Singapore is the setting for new Hollywood movie Crazy Rich Asians — an adaptation of a best-selling novel that explores the insatiable consumerism of new money and old-world opulence in a continent producing more billionaires than anywhere else.
While the low-tax financial hub is often called a playground for the rich, Singapore’s wealthy tend to live a more conservative, low-key life than Hong Kong’s showy socialites or Macau’s high-rollers.
In step with the film’s release in the United States yesterday and ahead of its release in the city-state next week, here are five ways to spend your cash in Singapore ...
Cars in Singapore are some of the most expensive in the world, owing to huge government taxes aimed at limiting their number in the tiny island-state.

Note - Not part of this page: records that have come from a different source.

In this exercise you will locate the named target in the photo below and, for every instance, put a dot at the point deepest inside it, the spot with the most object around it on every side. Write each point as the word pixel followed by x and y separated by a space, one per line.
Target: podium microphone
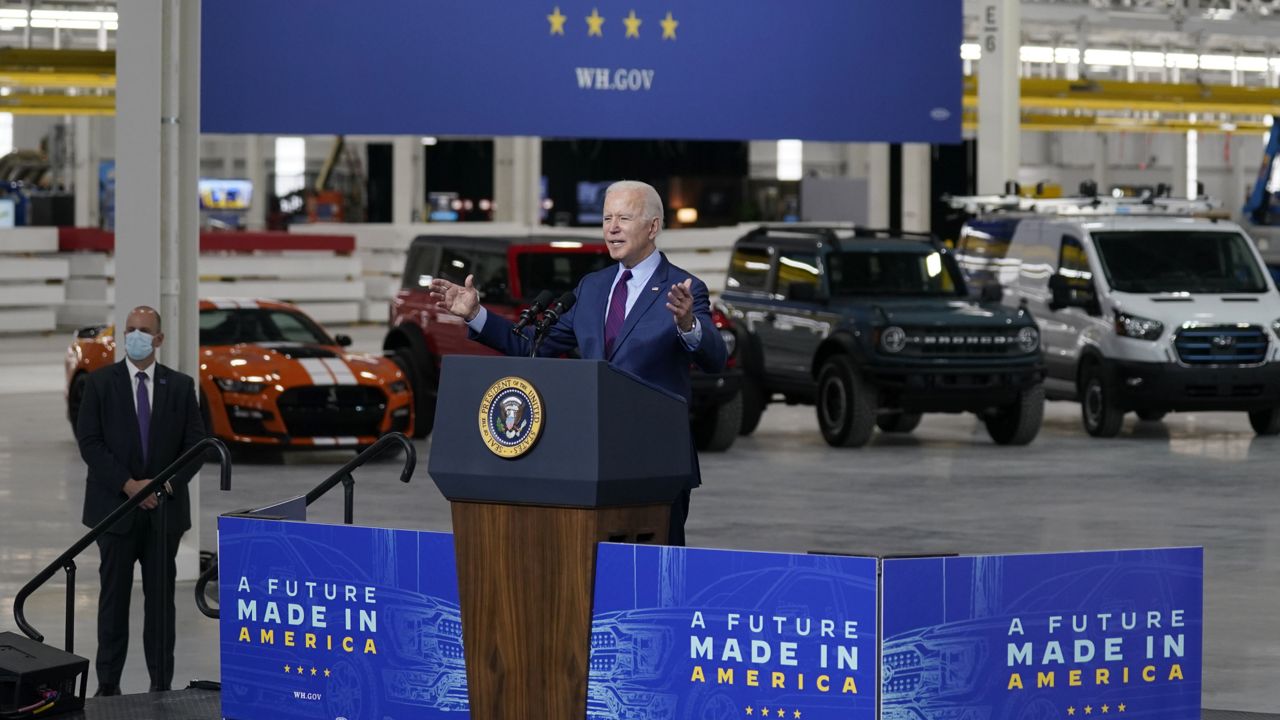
pixel 549 318
pixel 530 314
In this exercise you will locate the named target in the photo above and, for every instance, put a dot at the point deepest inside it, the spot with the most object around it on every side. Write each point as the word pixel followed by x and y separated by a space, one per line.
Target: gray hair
pixel 652 200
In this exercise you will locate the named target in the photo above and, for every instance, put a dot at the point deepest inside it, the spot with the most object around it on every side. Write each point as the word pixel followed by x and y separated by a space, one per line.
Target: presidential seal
pixel 511 417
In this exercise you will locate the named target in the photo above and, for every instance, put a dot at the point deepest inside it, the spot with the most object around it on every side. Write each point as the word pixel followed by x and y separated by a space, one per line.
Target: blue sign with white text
pixel 323 621
pixel 688 69
pixel 1079 636
pixel 689 633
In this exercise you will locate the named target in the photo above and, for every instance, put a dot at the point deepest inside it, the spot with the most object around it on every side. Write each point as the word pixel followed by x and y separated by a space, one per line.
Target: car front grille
pixel 1221 345
pixel 332 410
pixel 960 342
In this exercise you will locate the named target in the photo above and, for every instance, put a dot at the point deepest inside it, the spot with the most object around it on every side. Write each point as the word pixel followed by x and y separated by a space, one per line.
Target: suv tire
pixel 1266 422
pixel 846 404
pixel 1019 423
pixel 899 422
pixel 753 405
pixel 424 393
pixel 1098 409
pixel 716 429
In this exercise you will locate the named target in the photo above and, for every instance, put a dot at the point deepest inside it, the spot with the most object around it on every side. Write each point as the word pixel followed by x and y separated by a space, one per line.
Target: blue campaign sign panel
pixel 691 69
pixel 323 621
pixel 1082 636
pixel 688 633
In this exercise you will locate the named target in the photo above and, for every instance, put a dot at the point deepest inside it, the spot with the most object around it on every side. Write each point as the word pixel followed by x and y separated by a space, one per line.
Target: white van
pixel 1141 313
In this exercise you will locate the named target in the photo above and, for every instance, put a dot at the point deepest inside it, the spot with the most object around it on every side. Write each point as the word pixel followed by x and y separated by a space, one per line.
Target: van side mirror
pixel 803 292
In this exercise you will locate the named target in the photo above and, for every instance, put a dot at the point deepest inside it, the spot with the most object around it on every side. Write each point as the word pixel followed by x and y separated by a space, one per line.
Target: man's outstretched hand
pixel 460 300
pixel 680 301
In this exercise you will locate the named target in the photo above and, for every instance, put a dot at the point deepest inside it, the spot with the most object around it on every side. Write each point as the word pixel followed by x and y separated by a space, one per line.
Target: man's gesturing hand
pixel 680 301
pixel 461 300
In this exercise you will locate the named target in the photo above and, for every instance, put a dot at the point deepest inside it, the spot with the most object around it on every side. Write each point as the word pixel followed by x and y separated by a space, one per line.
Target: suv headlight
pixel 894 338
pixel 1028 340
pixel 730 341
pixel 231 384
pixel 1136 327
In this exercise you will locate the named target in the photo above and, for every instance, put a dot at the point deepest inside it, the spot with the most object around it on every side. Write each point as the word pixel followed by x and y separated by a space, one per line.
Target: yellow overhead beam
pixel 1037 94
pixel 56 68
pixel 1091 123
pixel 32 104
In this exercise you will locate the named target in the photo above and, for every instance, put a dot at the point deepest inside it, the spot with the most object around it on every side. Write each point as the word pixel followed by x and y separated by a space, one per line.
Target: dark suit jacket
pixel 649 345
pixel 112 446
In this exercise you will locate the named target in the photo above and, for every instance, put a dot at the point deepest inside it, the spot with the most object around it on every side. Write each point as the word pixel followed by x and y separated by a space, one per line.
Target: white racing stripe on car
pixel 342 374
pixel 318 370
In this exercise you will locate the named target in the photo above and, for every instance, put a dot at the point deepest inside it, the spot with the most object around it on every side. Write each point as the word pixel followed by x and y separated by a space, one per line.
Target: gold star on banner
pixel 632 23
pixel 557 21
pixel 594 24
pixel 668 27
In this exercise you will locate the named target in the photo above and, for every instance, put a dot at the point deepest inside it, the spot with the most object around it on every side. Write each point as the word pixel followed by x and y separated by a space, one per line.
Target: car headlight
pixel 730 341
pixel 231 384
pixel 1028 340
pixel 1136 327
pixel 894 338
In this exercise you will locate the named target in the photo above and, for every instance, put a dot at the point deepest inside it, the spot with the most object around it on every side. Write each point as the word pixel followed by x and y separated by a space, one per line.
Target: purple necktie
pixel 617 313
pixel 144 414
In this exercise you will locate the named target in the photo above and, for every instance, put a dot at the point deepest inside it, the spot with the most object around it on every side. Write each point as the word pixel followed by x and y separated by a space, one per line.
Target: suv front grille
pixel 332 410
pixel 959 342
pixel 1221 345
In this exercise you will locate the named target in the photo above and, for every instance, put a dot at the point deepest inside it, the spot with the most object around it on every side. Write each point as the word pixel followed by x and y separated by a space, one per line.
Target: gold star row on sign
pixel 1102 709
pixel 772 712
pixel 595 23
pixel 301 670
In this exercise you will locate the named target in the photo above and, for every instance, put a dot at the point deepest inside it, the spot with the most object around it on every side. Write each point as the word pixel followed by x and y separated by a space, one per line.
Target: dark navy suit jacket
pixel 112 445
pixel 649 345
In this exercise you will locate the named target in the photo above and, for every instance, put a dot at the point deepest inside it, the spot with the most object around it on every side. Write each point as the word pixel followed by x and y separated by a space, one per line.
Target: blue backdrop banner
pixel 688 633
pixel 323 621
pixel 1082 636
pixel 694 69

That doesn’t stop the super-rich — Ferrari, Maserati and Lamborghini are commonly sighted. When a Singaporean character in Kevin Kwan’s book, Goh Peik Lin, moves to America to study she immediately buys a Porsche saying they are “such a bargain”.
For the super-rich patriot, Singapore-based firm Vanda Electrics has designed an electric supercar – Dendrobium. Its roof and doors open in sync to resemble the orchid that is native to Singapore and after which the vehicle is named.
A show car, built by the technology arm of the Williams Formula One team, was unveiled last year. It was originally estimated to cost around 3mn euros ($3.44mn) before tax, although Vanda Electrics advised the final price will likely be lower.
Yachts are an affordable alternative to such supercars.
“Impulse buys of luxury items such as yachts are becoming more common,” said Phill Gregory, the Singapore head of yacht dealers Simpson Marine, who sell everything from sports boats to superyachts costing tens of millions of dollars.
Gregory said Singapore-based clients have some of the most sophisticated tastes and an eye for style: sometimes he flies them to Europe to deck out their yacht with luxury furniture from the artisans of Milan or world-famous Carrara marble straight from the quarries in Tuscany.
Others have more unusual requests. These include a bespoke ‘beach club style’ lounge area set underneath a shimmering swimming pool, helipads or even a space to park a small submarine or sea-plane. The iconic Marina Bay Sands hotel – which resembles a giant surfboard perched on three tall columns – features prominently in the film’s trailer.
The hotel features the invitation-only Chairman’s suite – the largest in Singapore – which has its own gym, hair salon, and karaoke room, and according to some media reports costs over $15,000 a night. There is no publicly available price.
The likes of former British soccer star David Beckham and Bollywood actor Shah Rukh Khan have stayed at the hotel.
George Roe, director of hotel operations at Marina Bay Sands, said he has had some unusual requests from his guests including organising the delivery of 999 roses to a residential address in Singapore as a surprise.
“You do realise Singapore is the most food obsessed country on the planet?,” Nick Young, the very well-heeled protagonist of Crazy Rich Asians tells his girlfriend Rachel Chu ahead of their trip to the city-state.
Even hawker stalls hold Michelin stars in Singapore but there’s no shortage of places for the super-rich to get their fix.
The restaurant CUT by Wolfgang Puck is the only one in Singapore to offer Hokkaido snow beef — which is even scarcer than Kobe beef — through an exclusive arrangement with a private reserve in Japan.
Only two cattle are harvested from the reserve every month, with CUT receiving about 20-30 steaks a month – a chunk of which goes to regulars who visit the restaurant every time it comes on the menu, said general manager Paul Joseph. The current price is S$330 ($240) for a modest 170g serving.
Forget wearing gold – in Singapore you can drink it. Boutique Singaporean tea company TWG Tea claims to sell one of the world’s most expensive teas – a white tea plated with 24-karat gold which retails at S$19,000 ($14,000) a kilo. The Grand Golden Yin Zhen is described as a “glimpse of the divine in a teacup”, and the gold is said to have anti-oxidant properties that revitalise and rejuvenate the skin.
A staff member shows a pot of TWG Tea’s Golden Yin Zhen tea that costs $654 (S$900) per 45g of tea leaves at their tea shop in Singapore.